ダニエル:以前のブラジルのインフレは極めて馬鹿げたもので、朝に飲んだコーヒーの値段が夕方には極端に値上がりしている、といった状況だった。だから皆、お金が入ったらすぐに消費してモノに変えていた。ハイパーインフレの恐ろしさを知っている我々からすると、デフレとか長らく言われているようだが、物価の安定している国が羨ましい。
ムーギー:南米というと経済成長の伸びシロが大きいイメージがあるが、周辺国でいうとどの国が調子いいのか?

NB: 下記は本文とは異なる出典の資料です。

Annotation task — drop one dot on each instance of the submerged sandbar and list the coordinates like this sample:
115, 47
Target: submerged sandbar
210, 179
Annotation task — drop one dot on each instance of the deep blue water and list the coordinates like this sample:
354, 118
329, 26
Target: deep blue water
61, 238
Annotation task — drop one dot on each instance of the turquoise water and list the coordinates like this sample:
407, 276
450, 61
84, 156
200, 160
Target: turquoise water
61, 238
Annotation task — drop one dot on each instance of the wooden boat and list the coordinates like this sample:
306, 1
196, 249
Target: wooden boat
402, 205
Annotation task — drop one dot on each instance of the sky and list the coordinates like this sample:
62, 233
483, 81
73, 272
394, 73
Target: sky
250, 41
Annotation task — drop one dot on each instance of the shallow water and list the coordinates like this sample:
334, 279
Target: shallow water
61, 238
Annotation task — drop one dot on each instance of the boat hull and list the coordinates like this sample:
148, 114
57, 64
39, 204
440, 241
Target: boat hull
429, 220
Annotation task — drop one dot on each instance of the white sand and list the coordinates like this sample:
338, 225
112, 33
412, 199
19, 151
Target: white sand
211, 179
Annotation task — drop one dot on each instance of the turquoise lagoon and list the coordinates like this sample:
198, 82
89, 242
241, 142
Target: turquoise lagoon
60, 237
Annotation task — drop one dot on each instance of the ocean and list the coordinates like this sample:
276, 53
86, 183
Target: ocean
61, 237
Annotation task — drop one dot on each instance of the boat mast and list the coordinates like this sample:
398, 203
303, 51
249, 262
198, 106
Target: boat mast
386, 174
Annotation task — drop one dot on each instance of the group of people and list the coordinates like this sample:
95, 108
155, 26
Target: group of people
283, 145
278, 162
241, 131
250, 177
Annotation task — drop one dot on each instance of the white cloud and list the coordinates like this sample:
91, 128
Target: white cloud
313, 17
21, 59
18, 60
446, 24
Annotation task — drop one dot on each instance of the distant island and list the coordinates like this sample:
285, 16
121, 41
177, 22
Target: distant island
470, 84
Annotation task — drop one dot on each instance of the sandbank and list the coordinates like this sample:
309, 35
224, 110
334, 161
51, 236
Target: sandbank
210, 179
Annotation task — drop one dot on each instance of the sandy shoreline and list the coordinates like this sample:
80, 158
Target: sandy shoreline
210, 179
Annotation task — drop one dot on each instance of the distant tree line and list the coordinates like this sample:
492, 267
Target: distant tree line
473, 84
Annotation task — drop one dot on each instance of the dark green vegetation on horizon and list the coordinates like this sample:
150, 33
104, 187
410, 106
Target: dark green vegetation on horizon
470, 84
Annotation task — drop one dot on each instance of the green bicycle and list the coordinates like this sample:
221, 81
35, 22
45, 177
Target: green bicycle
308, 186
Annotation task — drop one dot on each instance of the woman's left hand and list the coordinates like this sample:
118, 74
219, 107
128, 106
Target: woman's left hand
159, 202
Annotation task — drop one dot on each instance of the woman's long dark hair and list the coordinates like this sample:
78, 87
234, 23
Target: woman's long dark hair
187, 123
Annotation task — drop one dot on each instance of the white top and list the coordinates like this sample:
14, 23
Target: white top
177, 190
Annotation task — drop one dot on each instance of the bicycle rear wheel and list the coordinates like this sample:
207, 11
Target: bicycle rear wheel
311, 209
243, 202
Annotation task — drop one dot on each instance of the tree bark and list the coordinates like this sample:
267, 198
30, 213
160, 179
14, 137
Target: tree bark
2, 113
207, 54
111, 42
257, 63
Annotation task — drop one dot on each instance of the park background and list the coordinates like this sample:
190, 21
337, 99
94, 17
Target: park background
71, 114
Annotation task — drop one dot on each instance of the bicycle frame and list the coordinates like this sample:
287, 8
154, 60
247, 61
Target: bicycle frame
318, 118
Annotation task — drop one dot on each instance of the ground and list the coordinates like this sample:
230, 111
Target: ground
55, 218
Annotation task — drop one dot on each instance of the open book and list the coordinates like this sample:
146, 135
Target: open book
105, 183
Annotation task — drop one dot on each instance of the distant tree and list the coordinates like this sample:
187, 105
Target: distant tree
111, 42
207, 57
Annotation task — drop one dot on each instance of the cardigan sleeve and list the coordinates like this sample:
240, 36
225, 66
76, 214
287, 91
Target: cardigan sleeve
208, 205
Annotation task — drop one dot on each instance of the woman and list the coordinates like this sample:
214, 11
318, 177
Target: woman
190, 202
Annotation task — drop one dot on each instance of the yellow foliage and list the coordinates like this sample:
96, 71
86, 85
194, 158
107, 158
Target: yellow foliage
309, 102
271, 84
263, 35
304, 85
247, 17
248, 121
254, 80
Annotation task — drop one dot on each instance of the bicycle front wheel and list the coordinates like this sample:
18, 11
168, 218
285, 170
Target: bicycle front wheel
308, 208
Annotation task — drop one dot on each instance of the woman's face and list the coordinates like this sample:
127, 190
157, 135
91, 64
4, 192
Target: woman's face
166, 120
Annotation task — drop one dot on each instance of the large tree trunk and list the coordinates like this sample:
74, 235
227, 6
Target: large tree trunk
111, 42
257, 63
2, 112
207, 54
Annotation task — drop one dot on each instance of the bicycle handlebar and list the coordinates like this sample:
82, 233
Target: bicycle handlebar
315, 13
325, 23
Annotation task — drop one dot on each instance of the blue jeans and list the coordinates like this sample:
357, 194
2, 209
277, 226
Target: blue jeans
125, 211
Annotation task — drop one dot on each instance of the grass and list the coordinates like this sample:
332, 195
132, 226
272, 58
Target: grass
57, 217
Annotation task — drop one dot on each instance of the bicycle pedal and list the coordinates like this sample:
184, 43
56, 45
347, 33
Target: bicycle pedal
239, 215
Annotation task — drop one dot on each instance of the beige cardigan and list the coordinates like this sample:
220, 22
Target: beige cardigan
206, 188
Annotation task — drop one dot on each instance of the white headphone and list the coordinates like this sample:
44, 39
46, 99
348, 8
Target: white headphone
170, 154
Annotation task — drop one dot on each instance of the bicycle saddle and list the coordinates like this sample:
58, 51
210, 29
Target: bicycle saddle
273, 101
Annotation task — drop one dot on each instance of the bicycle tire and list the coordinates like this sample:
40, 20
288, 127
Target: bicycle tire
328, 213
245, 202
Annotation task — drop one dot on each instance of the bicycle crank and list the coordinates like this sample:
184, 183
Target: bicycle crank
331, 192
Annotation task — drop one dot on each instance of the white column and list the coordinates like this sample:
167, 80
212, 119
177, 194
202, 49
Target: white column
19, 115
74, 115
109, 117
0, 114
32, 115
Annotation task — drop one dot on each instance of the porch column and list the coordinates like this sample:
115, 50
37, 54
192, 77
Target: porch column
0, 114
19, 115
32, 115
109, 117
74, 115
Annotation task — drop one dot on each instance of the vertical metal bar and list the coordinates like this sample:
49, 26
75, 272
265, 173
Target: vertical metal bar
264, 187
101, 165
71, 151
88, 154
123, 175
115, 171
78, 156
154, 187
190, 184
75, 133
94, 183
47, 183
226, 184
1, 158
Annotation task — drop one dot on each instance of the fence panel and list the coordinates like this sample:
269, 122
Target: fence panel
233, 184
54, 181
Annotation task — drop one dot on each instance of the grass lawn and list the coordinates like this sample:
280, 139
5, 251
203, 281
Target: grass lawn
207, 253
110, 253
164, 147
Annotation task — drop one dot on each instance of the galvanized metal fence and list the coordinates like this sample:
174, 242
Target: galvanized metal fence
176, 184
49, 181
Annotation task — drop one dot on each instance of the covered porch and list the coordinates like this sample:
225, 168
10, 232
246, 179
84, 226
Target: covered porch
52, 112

ダニエル:南米で一番うまくいっているのはチリだ。南米はいい加減な政府が多いのだが、チリの政府はしっかりしていて、1990年代の経済危機の時に毎年黒字を積み立てようとなったので財政状態も極めて強固だ。これに加え、銅など鉱山資源が豊富で、その銅の値段がずっと爆発的に上がってきたものだから国が非常に潤っている。インフラもしっかりしているし、ビジネスの機会が大きい。
ムーギー:そういえば、アジア各国は海底資源などを巡って紛争の火種が絶えないのだが、南米で領土紛争は、大昔あったイギリスとアルゼンチンのフォークランド紛争とかぐらいしか覚えがないのだが、ブラジルの近隣諸国との関係はどうか?どこの国でも隣の国と紛争があるものだが。

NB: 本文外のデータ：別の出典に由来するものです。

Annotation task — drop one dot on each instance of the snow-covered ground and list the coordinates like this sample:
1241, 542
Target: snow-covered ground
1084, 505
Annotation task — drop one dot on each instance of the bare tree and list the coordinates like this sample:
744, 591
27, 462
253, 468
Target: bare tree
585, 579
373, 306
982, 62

ダニエル:ブラジルは特に、どこの国とも争っていない。最後にブラジルが海外と争ったり、内戦があったりしたことは、19世紀初頭以来一回もないんじゃないか?我々は戦争より、サッカーやサンバなどのお祭り騒ぎで忙しい(笑)。
ブラジルでの日系人社会
ムーギー:ブラジルというと日系人の移民が多いときくが、ブラジルで日系人の方々はいかがお過ごしか?社会にインテグレートしているのか、それともブラジル人コミュニティとは別れて暮らしているのか?
ダニエル:日本人は勤勉で真面目によく働くので尊敬されているし、社会によく統合されている。韓国人もブラジルには相当多い。ちなみにラファエル(我々の共通の友人)も日系ブラジル人だ。日本語をしゃべれなくなっている人が多いようだが、もともとの勤勉さもあってか、社会的に成功している人も多い。
ムーギー:それは、このインタビューが日本の一流経済紙にのるから、リップサービスで言っているのではないな?
ダニエル:はは(笑)大丈夫、本当のことだ。それよりこのインタビューで応えれば、日本の一流誌で有名になるというのは本当なんだろうな?